By the time I got to the border, I knew I wouldn't make it much farther. I could feel how bloodshot my eyes were with every blink. The border services agent took one look at my passport and asked me to take off my hood. His expression went from suspicious to alarmed in half a second flat.

"Ma'am, can I ask if you're all right?" he said, handing back my passport.

"I'm fine. Thank you."

"Not in any kind of trouble, are you?"

"No, sir. Not at all." I smiled, and felt the cut on my lip crack open a little. "Is there a rest stop near here?"

"Yes, ma'am. One about a mile up from here, and another one about thirty minutes past that."

"Thank you."

He nodded. "You be safe out there, ma'am."

I pulled away from the booth, wondering if I should've kept Nate's passport with me. The Pacific was deep, but it wasn't that deep.

The water in the bathroom at the rest stop thirty minutes into Canada was warm, at least.

I scrubbed and scrubbed until my skin was raw, the baking-soda paste I'd mixed with lemon juice washing away the fake orange tan that stained my skin, causing the water to turn a resentful yellow.
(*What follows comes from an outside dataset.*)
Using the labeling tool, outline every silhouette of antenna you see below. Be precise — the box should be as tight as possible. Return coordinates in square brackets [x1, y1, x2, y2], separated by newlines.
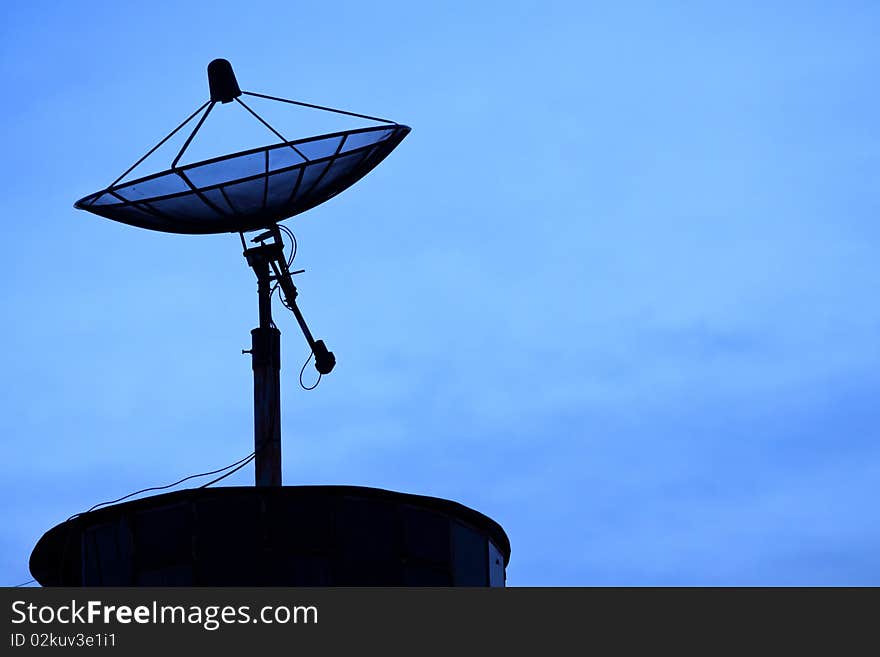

My hair was another story. It'd sucked up the dark dye like water in the desert. I thought I could make it better by giving it a quick cut. I wanted a change. Instead, I got a chop job that looked like a fifth grader had done it. At least the color looked good.

My reflection almost scared me. I hadn't seen the woman looking back at me in years. A complete stranger. A doe scared of every headlight that pulled into the rest stop parking lot. Dark, wet hair. Blue-gray eyes full of fearful resolution. Yoga and the cute little Zumba classes at the country club had kept her thin, but not strong.

I could be strong, though. I had to be.

I slept in my backseat that night and dreamed I was in a motel instead. Through the watery, bruised void that was my dream, Nate kicked in the door and dragged me out by my freshly dyed hair.

• • •

It took two days to drive the coast of Canada. Two days of gas station junk food bought with Canadian cash that a nice man in a town called Quesnel had traded me for a couple of American hundred-dollar bills. I had no idea if he'd ripped me off, but I didn't care about the exchange rate, because I was here. In Alaska.

And I was fucking starving.

I'd had too much time to think on the drive up here. My mind had marinated in the things that had transpired to lead me here, and it was all my fault. God, I'd screwed up. I should've never talked to him. Should've never gotten in that deep. Should've never given up my life for him.

Should've never taken that long to get out.

I felt tears on my face again. My body wasn't going to forget that last beating for a long time. And I didn't want it to. The pain reminded me of that last horrific night. He'd chased me into the guest bathroom of our condo, and our maid, Yulanda, had found me on the floor hours later. I needed to remember what she'd said, the way she'd rushed me out of the house, so I could keep my foot on the gas.

I don't want to find your body.

"I know," I whispered to myself now, letting her words roll around in my head.

I mashed the gas pedal down to the floorboard.

Yulanda was how I escaped. Yulanda had known this day would come. Wise beyond her years, she cleaned me up that day and yanked me to her cousin's used car lot where we traded in my shiny silver Mercedes for the 4Runner. She helped me pack my bags in a hurry, then placed a key in my hand before I ran out the door. The key was to a cabin her brother owned out in the middle of the mountains. She said he only went up there during the summer, liked to go fishing for salmon. Luckily for me, it was the off-season. Fall had started, which meant I could be alone in the woods, where I could have a proper fucking meltdown and let my bruises heal before figuring out what I was going to do with myself.